A credit card is a plastic or metal payment card that allows people to make purchases without having the money upfront, then pay back the card issuer over time. In return for the ability to make purchases on credit, the cardholder may have to pay interest or fees. Those fees and interest charges depend on the card and how soon the cardholder pays the bill in full.
Using a credit card responsibly also is one of the most efficient ways to build credit. Having a solid credit history is crucial for things like buying a house, purchasing a car or getting approved for a personal loan in the future.
Overview of How Credit Cards Work
Credit cards require regular payments to keep the account open and in good standing. To that end, cardholders receive a credit card statement once a month, which details purchases and payments made during that billing cycle and notes when a payment is next required.
If you pay for your purchases within the window of the grace period on the account (typically between 21 and 25 days after the monthly statement is issued), you won’t have to pay more than you borrowed. If you carry your balance past that, however, you’ll generally have to pay the regular interest rate - or regular APR - on the amount you owe. Credit cards have higher regular APRs than most consumer loans, so it’s best to avoid carrying a balance.
Outside of interest charges, credit cards may come with fees. Late fees apply to nearly all credit cards when you don’t pay at least the minimum payment by the due date. Annual, monthly, and one-time fees may be charged just to have certain credit cards, too. The credit cards with the biggest benefits and perks - travel credits, free airport lounge memberships, and the highest rewards rates, to name a few - are usually the ones with annual fees.
Key Things to Know About Credit Cards
- Credit cards are rectangular pieces of plastic or metal measuring 3.4 inches by 2.1 inches. They are the same size as a debit card, prepaid card, gift card or driver’s license.
- Credit cards have a magnetic stripe as well as an EMV chip programmed with the information needed to complete a purchase.
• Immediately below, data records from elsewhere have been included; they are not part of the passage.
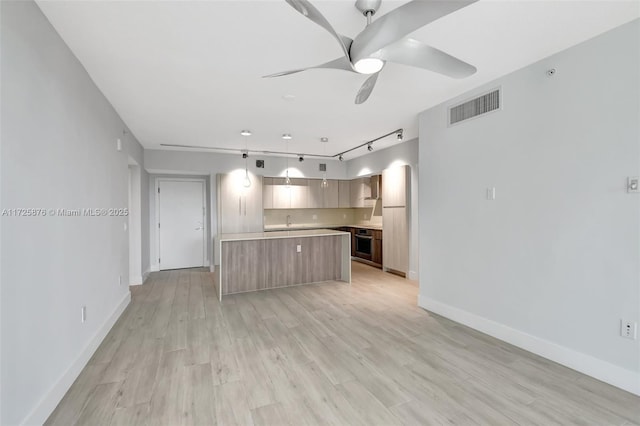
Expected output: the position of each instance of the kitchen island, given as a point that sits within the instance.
(264, 260)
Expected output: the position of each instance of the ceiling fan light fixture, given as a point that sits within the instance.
(368, 65)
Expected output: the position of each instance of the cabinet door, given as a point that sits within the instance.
(298, 193)
(331, 194)
(267, 193)
(394, 186)
(395, 244)
(355, 195)
(253, 217)
(344, 194)
(315, 194)
(281, 194)
(229, 204)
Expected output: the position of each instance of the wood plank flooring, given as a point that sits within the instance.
(319, 354)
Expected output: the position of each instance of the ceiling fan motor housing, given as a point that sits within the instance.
(368, 6)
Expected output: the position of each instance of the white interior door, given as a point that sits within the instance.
(182, 224)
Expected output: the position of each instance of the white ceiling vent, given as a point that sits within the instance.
(488, 102)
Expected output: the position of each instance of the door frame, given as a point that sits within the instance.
(157, 214)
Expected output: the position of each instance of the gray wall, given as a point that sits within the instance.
(405, 153)
(58, 151)
(553, 263)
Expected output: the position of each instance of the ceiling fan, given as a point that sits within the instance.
(384, 40)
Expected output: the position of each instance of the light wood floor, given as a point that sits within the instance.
(319, 354)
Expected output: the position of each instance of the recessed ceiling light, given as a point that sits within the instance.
(368, 65)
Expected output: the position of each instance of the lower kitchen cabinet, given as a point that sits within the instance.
(377, 249)
(395, 244)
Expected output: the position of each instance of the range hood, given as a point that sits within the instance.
(376, 188)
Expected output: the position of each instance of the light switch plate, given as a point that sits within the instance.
(491, 193)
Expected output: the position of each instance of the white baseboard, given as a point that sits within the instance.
(591, 366)
(48, 403)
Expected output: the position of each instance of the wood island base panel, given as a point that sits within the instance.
(265, 260)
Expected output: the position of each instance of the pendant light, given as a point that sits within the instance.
(325, 184)
(287, 181)
(246, 182)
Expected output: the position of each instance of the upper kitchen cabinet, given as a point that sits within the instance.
(360, 192)
(267, 193)
(394, 186)
(332, 194)
(320, 196)
(239, 208)
(299, 193)
(344, 194)
(292, 196)
(315, 194)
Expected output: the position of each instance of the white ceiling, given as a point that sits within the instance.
(189, 72)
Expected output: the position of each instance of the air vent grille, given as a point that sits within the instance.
(475, 107)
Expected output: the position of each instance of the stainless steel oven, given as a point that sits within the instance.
(364, 244)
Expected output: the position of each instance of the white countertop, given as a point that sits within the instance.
(306, 226)
(280, 234)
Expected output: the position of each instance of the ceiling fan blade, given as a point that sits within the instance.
(366, 88)
(341, 63)
(400, 22)
(418, 54)
(307, 9)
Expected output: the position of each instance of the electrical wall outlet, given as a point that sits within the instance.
(491, 193)
(628, 329)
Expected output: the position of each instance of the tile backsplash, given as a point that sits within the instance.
(277, 218)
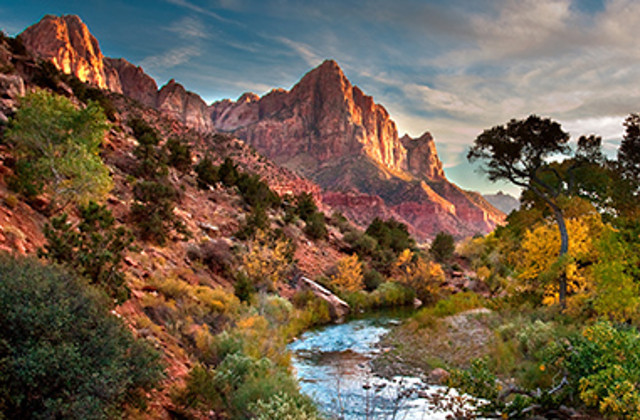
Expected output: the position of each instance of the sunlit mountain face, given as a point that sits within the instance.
(440, 66)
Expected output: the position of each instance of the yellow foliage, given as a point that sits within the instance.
(423, 276)
(540, 248)
(266, 263)
(349, 277)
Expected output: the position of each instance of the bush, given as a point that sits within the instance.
(349, 275)
(152, 161)
(390, 234)
(94, 248)
(237, 383)
(361, 243)
(316, 228)
(57, 149)
(86, 93)
(443, 247)
(604, 365)
(305, 206)
(372, 279)
(62, 354)
(457, 303)
(207, 173)
(179, 154)
(284, 407)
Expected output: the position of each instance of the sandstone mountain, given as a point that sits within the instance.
(69, 45)
(328, 130)
(323, 128)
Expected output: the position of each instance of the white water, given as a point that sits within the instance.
(332, 365)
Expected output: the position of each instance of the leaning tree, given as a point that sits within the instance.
(518, 152)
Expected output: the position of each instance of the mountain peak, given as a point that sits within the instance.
(66, 41)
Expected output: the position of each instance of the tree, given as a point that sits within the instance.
(57, 149)
(62, 354)
(94, 248)
(268, 260)
(442, 247)
(517, 152)
(349, 277)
Some new credit cards also have an RFID chip for contactless payments.
- Making a purchase with a credit card enables the user to securely borrow money as needed and then repay the card’s issuer after the fact.
- Using a credit card responsibly is the easiest way to build a good credit score.
- Other benefits for credit card users include the opportunity to earn rewards on purchases, the flexibility to pay off large purchases over time, or the chance to reduce the cost of existing debt through a balance transfer.
- Banks and credit unions offer credit cards because they are a good source of income from fees and interest charges.
- To qualify for a credit card account, an applicant must be at least 18 years old with enough income to afford monthly bill payments.
- There is no minimum age to get a credit card as an authorized user.
In short, a credit card is one of the most valuable financial tools available to consumers, allowing them to make purchases and pay them back later, all while building a credit history.